March 29, 2011: #13 Steve Nash of the Phoenix Suns dribbling the ball up court vs. the Sacramento Kings. The Kings beat the Suns 116-113 at Power Balance Pavilion in Sacramento, California.

Nash’s best years were in Phoenix.

Off the top of his head, Nash knew nothing else than to start giving thanks and credit elsewhere.

“So many (people) in this building and not here have done everything for me and so much to help me and my career,” he said. “I owe them. I’ll never forget them. ”

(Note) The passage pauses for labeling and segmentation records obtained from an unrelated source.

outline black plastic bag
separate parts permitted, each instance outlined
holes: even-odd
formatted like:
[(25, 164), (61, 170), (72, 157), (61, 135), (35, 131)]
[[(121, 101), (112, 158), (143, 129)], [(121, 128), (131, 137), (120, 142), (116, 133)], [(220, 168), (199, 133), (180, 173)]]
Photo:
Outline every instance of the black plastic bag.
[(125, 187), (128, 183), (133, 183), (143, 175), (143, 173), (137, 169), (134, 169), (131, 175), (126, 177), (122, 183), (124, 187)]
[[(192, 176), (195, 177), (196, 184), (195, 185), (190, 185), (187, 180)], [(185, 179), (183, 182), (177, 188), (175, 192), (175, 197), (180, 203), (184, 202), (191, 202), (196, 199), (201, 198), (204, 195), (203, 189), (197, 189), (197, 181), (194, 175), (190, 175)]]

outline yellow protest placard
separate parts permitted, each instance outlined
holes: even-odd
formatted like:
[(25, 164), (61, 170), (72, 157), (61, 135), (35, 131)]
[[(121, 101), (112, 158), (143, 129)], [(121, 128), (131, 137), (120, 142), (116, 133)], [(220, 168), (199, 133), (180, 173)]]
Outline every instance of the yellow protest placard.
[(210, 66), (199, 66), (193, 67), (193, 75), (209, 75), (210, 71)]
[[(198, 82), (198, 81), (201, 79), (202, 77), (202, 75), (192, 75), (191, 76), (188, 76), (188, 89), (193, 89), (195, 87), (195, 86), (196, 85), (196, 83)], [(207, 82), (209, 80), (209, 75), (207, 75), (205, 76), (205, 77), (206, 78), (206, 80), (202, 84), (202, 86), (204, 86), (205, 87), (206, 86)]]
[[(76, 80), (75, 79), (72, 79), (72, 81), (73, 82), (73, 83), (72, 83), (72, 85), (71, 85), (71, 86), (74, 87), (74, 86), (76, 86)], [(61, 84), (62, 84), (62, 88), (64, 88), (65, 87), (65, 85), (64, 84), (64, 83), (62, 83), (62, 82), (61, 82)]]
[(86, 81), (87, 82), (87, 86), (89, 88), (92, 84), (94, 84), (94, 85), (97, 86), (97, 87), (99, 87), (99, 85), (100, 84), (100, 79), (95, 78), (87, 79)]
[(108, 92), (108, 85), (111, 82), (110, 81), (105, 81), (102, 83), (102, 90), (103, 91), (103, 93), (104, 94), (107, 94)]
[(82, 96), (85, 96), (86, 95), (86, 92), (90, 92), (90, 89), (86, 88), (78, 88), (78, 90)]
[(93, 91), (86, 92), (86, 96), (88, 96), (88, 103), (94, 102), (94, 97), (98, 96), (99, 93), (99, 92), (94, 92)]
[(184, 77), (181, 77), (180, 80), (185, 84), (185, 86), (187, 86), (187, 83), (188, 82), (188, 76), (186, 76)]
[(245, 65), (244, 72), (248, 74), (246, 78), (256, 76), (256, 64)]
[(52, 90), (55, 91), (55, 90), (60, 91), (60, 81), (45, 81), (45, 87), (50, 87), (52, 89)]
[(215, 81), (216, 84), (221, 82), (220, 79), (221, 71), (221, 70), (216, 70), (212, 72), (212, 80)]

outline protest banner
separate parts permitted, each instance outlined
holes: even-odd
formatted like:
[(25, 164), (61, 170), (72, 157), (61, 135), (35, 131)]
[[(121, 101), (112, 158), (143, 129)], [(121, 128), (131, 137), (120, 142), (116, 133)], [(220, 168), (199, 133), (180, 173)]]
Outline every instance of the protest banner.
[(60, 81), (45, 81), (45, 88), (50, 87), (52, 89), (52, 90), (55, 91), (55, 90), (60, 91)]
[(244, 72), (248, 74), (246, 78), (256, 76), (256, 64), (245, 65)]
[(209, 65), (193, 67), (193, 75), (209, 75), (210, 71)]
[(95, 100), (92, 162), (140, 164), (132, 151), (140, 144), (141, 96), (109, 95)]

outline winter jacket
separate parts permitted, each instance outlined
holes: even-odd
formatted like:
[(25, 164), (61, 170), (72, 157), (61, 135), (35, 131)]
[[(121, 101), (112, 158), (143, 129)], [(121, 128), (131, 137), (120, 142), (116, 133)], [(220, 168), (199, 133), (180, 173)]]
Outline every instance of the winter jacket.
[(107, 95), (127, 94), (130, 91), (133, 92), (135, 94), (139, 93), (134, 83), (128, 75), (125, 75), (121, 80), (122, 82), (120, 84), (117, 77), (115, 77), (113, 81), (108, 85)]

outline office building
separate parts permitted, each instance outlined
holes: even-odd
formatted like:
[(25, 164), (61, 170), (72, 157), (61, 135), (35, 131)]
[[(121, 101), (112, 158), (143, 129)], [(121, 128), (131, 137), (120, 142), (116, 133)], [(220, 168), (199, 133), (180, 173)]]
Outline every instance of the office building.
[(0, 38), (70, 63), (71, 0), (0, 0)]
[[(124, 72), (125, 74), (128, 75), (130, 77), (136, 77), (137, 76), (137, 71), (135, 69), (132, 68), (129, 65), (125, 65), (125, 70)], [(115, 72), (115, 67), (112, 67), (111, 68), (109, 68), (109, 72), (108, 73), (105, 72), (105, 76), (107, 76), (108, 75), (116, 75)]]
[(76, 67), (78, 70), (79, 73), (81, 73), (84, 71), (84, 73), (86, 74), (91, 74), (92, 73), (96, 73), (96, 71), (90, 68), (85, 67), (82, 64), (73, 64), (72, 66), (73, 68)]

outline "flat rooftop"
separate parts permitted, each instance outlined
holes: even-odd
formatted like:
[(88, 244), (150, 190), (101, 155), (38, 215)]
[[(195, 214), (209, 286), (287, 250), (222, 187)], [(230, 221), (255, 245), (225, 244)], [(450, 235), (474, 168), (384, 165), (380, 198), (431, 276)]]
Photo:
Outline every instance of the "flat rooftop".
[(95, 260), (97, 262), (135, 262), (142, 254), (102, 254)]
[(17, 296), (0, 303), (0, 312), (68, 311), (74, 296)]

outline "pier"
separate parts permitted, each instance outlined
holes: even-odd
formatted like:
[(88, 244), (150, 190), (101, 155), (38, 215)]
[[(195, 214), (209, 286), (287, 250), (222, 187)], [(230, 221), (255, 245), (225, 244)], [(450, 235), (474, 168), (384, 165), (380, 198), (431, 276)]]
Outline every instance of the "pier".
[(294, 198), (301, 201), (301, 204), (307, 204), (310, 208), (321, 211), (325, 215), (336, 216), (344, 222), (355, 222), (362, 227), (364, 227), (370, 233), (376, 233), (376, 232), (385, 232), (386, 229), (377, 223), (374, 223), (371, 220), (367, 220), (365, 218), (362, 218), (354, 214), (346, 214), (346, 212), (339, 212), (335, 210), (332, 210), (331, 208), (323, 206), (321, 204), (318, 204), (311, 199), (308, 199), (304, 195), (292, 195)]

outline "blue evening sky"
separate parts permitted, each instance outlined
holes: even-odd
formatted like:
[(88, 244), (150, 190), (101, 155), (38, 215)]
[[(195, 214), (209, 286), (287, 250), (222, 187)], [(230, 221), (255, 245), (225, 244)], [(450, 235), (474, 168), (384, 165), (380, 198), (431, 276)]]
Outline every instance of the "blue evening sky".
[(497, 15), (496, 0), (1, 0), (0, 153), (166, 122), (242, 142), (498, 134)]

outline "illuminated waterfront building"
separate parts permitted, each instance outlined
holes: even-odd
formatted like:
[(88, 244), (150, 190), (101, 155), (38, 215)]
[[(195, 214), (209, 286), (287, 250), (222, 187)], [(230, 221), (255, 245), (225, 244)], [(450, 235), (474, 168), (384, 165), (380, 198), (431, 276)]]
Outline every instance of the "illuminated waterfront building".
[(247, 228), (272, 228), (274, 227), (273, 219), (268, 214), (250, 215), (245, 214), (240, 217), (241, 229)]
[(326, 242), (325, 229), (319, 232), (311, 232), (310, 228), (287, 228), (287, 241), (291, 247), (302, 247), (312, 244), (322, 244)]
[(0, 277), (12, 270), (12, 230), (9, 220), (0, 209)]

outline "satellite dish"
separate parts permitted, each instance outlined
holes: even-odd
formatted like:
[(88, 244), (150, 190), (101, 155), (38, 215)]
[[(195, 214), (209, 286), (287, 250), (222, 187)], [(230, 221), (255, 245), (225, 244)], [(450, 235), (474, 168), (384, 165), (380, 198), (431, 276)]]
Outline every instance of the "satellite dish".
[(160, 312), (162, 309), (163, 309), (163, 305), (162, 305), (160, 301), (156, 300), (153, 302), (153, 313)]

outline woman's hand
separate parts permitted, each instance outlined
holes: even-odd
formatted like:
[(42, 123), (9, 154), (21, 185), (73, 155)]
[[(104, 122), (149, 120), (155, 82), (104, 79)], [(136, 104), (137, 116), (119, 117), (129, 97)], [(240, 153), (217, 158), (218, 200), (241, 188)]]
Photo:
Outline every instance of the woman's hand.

He started with his mom and dad. His dad taught Nash about being a good teammate, a characteristic that carried him throughout his career. He got his toughness from his mom, who’s “tough as nails,” Nash said. “We could never puss out on anything,” he said about him and his brothers, because of his mom.

He thanked Jerry Colangelo, Mike D’Antoni, Steve Kerr and more, people who he said you never ever see or hear about.

“They would do anything for a young rookie who was just trying to figure out life and get himself situated.”

He moved on to the Ring of Honor, talking about how he looks up to each and everyone and how they’re his idols. Tom Chambers, Paul Westphal, Dan Majerle and Charles Barkley were among those in attendance. He hugged each and every one of them, as he did anyone within arm’s reach.

He couldn’t thank his teammates one by one, but he shouted them out as a whole. He spoke about his love of being on a team. Building a team and figuring out strengths and weaknesses of a team.

Above all else, he thanked the fans.

“You guys were the best,” he told them. “The fans in Phoenix, you guys were so good to me. Supported me, loved me. We went through bad times together, we went through good times together. Always sold out, wearing jerseys, supporting.

“You don’t realize what all those moments mean when you’re playing. To be detached now, what you did for us, you came every night and cheered with us. I’ll never ever ever be able to repay you for that type of support.”

Nash’s resume speaks for itself, but it didn’t have to on Friday night. Suns broadcaster Al McCoy, Suns chairman Jerry Colangelo and former Suns coach Mike D’Antoni spoke highly of Nash’s accomplishments on and off the court and of the man that Nash was.

7 November 2007: Phoenix coach Mike D'Antoni and Steve Nash (right) in Atlanta Hawks 105-96 victory over the Phoenix Suns at Philips Arena in Atlanta, GA.

Nash and D’Antoni will always be remembered together for their years with the Suns.

McCoy thanked him for changing the game. Colangelo told him he’d be a first-ballot Hall of Famer. D’Antoni thanked him for being the person that he is — and for all of his wins.

Nash sat next to D’Antoni and only D’Antoni. They were virtually front and center. Two chairs alone, while two rows of chairs and a group sitting made up a U-shape around them. It’s fitting, as the two will always be remembered together for the way they transformed the game. D’Antoni was the coach that rose Nash’s game to the next level. Nash was the perfect piece to run D’Antoni’s offense.

But Nash could’ve ran any offense. He’s in the Ring of Honor — and he’ll be in the Hall of Fame — because of how good he was, not because of a specific offense.

Colangelo said the Suns drafted Nash despite “the fact we had three point guards on this team.”

“You know why? He was the best player on the court without question.”